Es gibt ja viele "Goodies", mit denen teurere Modelle werben.
Folgende Dinge fielen mir auf:
Schnitthöhenverstellung - das wäre eigentlich sinnvoll (im Sommer maximale Höhe, im Winter die kleinste, um vertikutieren zu können), machen nur wenige.
Messerkontrolle, Reinigung des Unterbodens - machen ganz viele nicht. Ich schärfe mein messer mindestens zweimal alle drei Jahre - das wäre bei Dir ein Schärfintervall von zweimal jährlich.

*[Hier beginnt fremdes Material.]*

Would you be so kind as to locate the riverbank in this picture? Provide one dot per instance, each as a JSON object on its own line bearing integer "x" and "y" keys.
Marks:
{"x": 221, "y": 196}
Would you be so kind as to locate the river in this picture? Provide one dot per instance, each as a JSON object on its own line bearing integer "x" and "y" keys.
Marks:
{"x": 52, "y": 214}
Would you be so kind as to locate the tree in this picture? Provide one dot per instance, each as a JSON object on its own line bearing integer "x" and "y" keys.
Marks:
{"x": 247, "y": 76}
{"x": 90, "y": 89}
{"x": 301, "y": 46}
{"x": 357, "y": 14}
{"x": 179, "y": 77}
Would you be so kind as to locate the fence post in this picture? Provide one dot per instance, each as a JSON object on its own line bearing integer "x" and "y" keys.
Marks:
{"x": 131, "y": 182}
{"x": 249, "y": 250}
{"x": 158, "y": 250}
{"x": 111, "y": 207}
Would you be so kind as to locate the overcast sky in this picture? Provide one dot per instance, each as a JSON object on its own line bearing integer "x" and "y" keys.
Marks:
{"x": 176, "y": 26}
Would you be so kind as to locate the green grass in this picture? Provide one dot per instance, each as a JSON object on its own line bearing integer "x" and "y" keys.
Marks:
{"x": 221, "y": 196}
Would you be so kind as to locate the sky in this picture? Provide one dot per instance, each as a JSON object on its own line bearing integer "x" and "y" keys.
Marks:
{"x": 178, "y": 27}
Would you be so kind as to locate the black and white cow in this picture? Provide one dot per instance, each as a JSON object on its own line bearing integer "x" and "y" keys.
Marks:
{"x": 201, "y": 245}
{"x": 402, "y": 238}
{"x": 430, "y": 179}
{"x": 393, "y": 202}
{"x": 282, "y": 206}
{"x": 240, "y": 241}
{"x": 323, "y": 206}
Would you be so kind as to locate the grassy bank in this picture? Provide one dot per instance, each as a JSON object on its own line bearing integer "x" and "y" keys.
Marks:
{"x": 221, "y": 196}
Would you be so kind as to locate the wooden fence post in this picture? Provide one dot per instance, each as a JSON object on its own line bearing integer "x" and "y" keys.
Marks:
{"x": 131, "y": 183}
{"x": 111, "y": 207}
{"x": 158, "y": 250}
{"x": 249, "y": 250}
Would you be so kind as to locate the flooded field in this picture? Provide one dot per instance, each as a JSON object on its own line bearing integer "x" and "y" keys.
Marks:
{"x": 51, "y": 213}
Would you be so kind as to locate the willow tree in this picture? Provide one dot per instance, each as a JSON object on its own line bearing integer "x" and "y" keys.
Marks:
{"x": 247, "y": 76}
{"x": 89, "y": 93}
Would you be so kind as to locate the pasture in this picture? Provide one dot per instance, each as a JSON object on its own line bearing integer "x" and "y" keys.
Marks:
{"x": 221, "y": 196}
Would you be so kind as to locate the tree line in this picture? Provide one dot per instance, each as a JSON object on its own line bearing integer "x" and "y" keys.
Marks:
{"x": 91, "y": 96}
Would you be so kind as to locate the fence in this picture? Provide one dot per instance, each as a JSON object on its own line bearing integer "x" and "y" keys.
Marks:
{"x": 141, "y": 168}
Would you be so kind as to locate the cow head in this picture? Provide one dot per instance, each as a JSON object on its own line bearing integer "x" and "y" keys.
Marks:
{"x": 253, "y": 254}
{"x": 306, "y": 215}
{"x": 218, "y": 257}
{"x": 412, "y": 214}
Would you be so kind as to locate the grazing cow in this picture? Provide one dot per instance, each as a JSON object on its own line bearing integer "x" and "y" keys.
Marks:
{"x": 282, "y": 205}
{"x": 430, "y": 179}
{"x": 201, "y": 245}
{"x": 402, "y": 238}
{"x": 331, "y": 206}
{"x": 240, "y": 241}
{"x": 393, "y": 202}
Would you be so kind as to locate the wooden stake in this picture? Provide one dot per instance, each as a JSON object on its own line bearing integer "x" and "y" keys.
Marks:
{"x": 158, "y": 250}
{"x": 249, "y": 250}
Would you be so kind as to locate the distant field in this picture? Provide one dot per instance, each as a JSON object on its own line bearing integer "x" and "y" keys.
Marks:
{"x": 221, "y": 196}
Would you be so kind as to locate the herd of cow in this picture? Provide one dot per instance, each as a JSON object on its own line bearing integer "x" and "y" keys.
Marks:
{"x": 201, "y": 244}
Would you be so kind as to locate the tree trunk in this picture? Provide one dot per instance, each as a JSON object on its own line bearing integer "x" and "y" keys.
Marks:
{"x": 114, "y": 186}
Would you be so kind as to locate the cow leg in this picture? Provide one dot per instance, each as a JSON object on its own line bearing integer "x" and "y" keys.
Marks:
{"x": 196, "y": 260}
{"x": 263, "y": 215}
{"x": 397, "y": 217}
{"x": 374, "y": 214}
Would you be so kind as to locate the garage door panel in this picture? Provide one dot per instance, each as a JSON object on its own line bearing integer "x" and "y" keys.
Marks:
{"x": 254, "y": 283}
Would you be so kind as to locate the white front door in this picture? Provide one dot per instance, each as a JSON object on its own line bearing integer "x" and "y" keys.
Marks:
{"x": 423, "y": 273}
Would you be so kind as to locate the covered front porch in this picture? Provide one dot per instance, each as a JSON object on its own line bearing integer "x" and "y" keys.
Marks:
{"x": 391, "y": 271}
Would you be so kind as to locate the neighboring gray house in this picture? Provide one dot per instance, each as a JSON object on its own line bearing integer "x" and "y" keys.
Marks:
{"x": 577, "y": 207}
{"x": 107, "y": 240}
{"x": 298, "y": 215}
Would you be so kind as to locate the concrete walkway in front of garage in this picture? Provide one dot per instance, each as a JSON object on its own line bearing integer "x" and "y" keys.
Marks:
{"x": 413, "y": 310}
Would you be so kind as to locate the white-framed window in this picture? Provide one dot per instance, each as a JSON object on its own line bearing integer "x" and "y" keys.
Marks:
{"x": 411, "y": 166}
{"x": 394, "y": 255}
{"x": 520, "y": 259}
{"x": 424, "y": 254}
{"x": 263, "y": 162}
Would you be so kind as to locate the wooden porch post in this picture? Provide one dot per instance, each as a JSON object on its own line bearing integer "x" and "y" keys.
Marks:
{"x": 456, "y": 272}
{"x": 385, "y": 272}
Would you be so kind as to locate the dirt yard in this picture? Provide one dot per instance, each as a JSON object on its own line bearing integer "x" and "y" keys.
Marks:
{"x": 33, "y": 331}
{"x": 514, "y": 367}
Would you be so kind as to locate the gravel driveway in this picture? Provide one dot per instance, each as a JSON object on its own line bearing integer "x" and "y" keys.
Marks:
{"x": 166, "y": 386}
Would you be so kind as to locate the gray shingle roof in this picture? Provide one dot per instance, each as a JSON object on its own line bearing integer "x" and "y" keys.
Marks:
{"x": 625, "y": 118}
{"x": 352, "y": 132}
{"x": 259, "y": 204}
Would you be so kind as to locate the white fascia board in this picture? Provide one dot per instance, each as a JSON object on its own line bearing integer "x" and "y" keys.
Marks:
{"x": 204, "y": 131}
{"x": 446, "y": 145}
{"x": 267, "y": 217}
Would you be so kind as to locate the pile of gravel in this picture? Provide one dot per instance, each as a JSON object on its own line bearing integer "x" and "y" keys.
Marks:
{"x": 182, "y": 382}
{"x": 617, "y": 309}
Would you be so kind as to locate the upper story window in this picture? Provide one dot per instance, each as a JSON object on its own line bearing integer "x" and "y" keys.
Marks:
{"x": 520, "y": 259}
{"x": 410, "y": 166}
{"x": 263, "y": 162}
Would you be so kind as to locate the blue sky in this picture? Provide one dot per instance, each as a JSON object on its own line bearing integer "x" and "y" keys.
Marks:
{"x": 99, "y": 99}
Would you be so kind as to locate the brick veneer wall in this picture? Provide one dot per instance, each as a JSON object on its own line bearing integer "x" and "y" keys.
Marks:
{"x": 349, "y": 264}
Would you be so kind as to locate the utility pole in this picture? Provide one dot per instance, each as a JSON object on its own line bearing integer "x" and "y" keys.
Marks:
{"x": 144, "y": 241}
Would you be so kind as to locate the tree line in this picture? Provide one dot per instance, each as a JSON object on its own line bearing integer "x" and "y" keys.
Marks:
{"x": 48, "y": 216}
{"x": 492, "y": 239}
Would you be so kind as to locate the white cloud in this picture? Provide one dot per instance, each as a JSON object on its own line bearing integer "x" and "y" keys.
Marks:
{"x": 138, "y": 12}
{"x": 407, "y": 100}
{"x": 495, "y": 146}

Anderenfalls fängt der Mäher an zu "rupfen", und man muss mehrmals über die gleiche Stelle fahren.
Mit diesen zwei weniger wichtigen Merkmalen will ich mal aufhören. Ich finde sie als ein gutes Beispiel dafür, dass bei einer Mäherwahl die Konstruktion wichtiger ist als die Funktionalität. In dieser Richtung würde ich entscheiden. Mein Mäher hat ein Kunststoffgehäuse, und in Kunststoffleisten geführte kleine Räder - so etwas gehört schlicht und einfach verboten. Die aktuellen Hinterrräder sind "normal große" aus dem Baumarkt, und über eine Metallplatte mit dem Gehäuse verbunden. Ich komme mit dieser Hilfskonstruktion klar - Dir empfehle ich ein eher robustes Produkt, auch wenn diesem vielleicht irgend ein tolles "Goodie" fehlt. Ich vermute auch, dass es ein Benziner wird. Bei Viertaktern solltest Du den Ölwechsel nicht vergessen (bzw. machen lassen), Zweitakter gibt es übrigens auch.


----------



## Tottoabs (4. Apr. 2015)

Ich habe gute Erfahrungen mit Honda-Motorren.


----------



## blackbird (4. Apr. 2015)

Hi Jürgen,
wohlwissend, dass Du explizit nach größeren Schnittbreiten und Hinterradantrieb fragst, will ich gern von unserem Mäher erzählen. 
Wir haben etwa 600 qm Rasenfläche, ohne nennenswerte Steigungen, jedoch sehr zerstückelt. 
Bei uns kommt ein Akku-Rasenmäher Rotak 43 LI zum Einsatz, der mit zwei Akkus geliefert wird. 
Kein Kabelgewirr und kein Krach, kein Gestank. Sehr leicht und für so kleine Flächen vollkommen ausreichend. 
Ist vielleicht eine Option...

Schöne Grüße 
Tim


----------



## samorai (4. Apr. 2015)

Hallo! 
Ich habe einen Bosch. Großes Manko dabei ist die Gewicht-Verteilung wenn der Fangkorb 3/4 voll ist zieht er den Mäher nach hinten runter. Ein Plus ist er mäht bis an Kanten, mann brauch nicht extra den Trimmer raus hohlen.
Achte auch auf die Höhenverstellbarkeit mit nur einen Hebel.
Was das Messer schärfen mit einen Kauf zu tun hat.Wenn der Rasen ausfranzt muss man heit mal das Messer schärfen.
Die Schnittbreite währe noch ein Thema.
Das sind so die Kreterien auf die Du ein Auge werfen solltest.

Gruß Ron!


----------



## Digicat (4. Apr. 2015)

Servus

Da will ich auch meinen Senf dazuschreiben ...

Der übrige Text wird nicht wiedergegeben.